This repository (branch) contains the materials that will be used for the Pelican Origin Tutorial as part of the NDC-C Pathfinders Hackathon, on Nov. 13, 2024.
Hands-on Schedule
- "Deploy a Pelican Origin" (README.md) <- current document
- [Optional] "Using Data From the OSDF" (pelican-plugin/README.md)
Accompanying slides: https://go.wisc.edu/bh9u4g
The following instructions assume the computer you are using has Docker and the web host certificates for using https, and that you have permission to use the OSDF ITB data federation (osdf-itb.osg-htc.org
).
Participants of the Hackathon will be given access to a virtual machine that satisfies these requirements.
This tutorial uses Pelican v7.10.12.
Jump to:
- Setup
- Using the Pelican Client to Transfer Data
- Configuring Your Pelican Origin
- Initialize and Serve Your Pelican Origin
- Transferring Data with Your Pelican Origin
These instructions are for NDC-C Hackathon participants only and will not work for other users.

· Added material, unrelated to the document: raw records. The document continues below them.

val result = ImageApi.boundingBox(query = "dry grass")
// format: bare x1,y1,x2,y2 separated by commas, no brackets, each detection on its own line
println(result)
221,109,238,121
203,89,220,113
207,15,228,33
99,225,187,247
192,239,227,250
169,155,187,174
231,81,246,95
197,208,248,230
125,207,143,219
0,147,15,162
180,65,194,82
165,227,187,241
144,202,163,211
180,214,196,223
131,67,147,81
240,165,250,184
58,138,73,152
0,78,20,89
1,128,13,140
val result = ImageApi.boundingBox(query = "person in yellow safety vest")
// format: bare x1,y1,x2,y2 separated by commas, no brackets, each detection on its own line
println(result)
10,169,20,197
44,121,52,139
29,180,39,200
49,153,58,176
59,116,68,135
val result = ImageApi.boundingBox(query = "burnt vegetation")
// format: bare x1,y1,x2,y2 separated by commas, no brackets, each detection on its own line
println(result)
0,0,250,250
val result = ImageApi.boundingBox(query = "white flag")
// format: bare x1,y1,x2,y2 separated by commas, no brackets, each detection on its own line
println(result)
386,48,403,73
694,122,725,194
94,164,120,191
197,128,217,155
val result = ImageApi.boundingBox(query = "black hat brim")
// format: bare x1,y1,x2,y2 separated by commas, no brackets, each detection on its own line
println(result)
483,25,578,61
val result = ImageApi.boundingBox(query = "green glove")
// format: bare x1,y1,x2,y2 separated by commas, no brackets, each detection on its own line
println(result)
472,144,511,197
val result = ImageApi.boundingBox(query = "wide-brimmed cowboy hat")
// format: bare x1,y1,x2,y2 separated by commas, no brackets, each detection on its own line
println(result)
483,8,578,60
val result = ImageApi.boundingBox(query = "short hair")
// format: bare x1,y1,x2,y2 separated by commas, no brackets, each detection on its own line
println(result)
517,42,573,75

You must have registered prior to the tutorial to be given access to a virtual machine for use during the tutorial.
-
If you registered in advance, you can log in to your virtual machine with
ssh <comanage-username>@pelican-train.chtc.wisc.edu
where the
<comanage-username>
can be found in your registration information. -
You'll first be prompted to accept the host key for accessing the machine; enter "Yes".
-
You'll be prompted to login via a browser link - open the link to login through the institution you used when you registered.
-
After logging in in the browser, hit enter in your terminal.
-
You may again be prompted to accept a host key for accessing another machine; enter yes.
-
You will now be signed into a dedicated virtual machine for your use only.
You should see something like
[trainee@pelicantrain20## ~]$
for your command prompt.
-
Repeat steps 1-6 in another terminal window.
(You probably won't be prompted to accept the host keys this time.)
Later in the tutorial, you will be using one window to run the Pelican server and using the other window to transfer data from that server.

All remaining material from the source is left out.